The last third of the book finds Cristian confronting his family. Perhaps I’m just a sucker for the healing-old-wounds-with-family story line, but I found this to be the strongest part of the book. It isn’t necessarily an easy read, because we find out here a lot of truly horrific things about Cristian’s past. But meeting Cristian’s brother, Chucky, and seeing Colby at work in the courtroom were bonuses.
Cristian and Colby are settled in their relationship, so the romantic storyline, if you will, is almost non-existent. That is not to say Colby isn’t there to support Cris on his emotional journey, because he definitely is–whenever Cris will let him in. There is a lot–a lot–of sex in the book. It was almost overwhelming, but you will remember sex is the vehicle Cristian uses to deal with his emotional turmoil, so it makes sense. Those of you who have read Ethan Stone’s work before will know that the man writes scorching hot sex. That hasn’t changed here.
Several times we see Cristian act with his heart and not with his head, which was one of my “Did Not Work” items from In the Flesh. Well, even if those instances seem like something he shouldn’t be doing, they are definitely in keeping with his character. First, when he talks to Austin Shaw about the attack on his uncle, Cristian does it alone, in Austin’s bedroom (Austin’s parents are with Lex in the living room downstairs) and assures the kid he will be there to help him out. Definitely more heart than big head here, but it works because it is Cristian, and he’s feeling the abuse Austin suffered at the hands of his uncle. Second, while searching for the suspect in the Shaw beating, Cristian stumbles upon a young hustler at a truck stop. After talking to him for a bit, our good-hearted hero buys the kid a bus ticket home. There’s nothing out of character here (he throws a gruff I’m-a-bad-ass warning in along with the ticket), but it shows Cristian’s heart again. Earlier, when Lex is ribbing Cristian about letting his emotions get involved, Cristian says, “Yeah, I could be considered too stupid to live based on those actions. Sometimes I think with my heart and not my head.” I had to laugh. Touche, Ethan!
I did have a couple of niggles. The book seems occasionally dialogue-heavy and I felt, in a couple of the early scenes, as if I were being told, not shown.

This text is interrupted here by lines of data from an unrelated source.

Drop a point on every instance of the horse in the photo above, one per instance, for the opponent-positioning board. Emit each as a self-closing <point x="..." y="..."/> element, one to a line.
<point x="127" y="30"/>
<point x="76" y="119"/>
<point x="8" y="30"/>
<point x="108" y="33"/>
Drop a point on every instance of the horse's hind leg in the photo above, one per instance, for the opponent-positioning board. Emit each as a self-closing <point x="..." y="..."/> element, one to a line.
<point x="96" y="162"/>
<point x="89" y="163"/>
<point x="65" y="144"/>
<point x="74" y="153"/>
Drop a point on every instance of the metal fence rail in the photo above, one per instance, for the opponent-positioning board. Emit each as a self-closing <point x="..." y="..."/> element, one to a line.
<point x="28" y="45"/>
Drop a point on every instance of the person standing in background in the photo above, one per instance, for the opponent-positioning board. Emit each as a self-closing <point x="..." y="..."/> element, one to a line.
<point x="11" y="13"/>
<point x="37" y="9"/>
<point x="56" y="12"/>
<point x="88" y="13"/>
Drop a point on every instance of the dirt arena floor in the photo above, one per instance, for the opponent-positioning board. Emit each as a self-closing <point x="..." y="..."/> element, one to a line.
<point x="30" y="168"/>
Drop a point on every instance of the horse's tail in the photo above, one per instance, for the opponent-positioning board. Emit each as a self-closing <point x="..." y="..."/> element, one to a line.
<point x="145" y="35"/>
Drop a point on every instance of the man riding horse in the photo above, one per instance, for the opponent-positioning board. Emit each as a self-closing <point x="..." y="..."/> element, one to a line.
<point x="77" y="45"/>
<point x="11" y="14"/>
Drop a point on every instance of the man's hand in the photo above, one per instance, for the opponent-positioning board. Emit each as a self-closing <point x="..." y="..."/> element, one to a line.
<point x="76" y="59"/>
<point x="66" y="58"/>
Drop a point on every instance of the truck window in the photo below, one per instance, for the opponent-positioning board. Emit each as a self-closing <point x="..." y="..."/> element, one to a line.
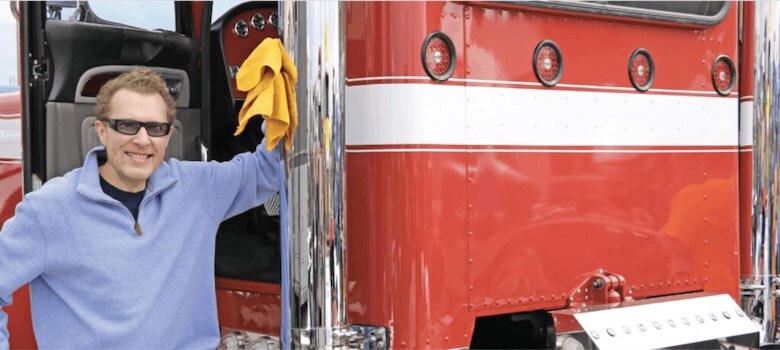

Overall, Flesh & Blood was a good read. I admit to liking it better the second time through, but I think I might not have sufficiently cleansed my reading palate before starting it the first time. The characters and characterizations I enjoyed so much in In the Flesh are all here. Gabe, once again, has an important role, which may foreshadow events in his own spin-off, Blood & Tears, due out in July or August. The pacing of Flesh & Blood is slower than In the Flesh, so I didn’t feel like I was hitting a Formula 1 track this time. If you are a fan of Ethan Stone’s work, In the Flesh specifically, I easily recommend reading Flesh & Blood.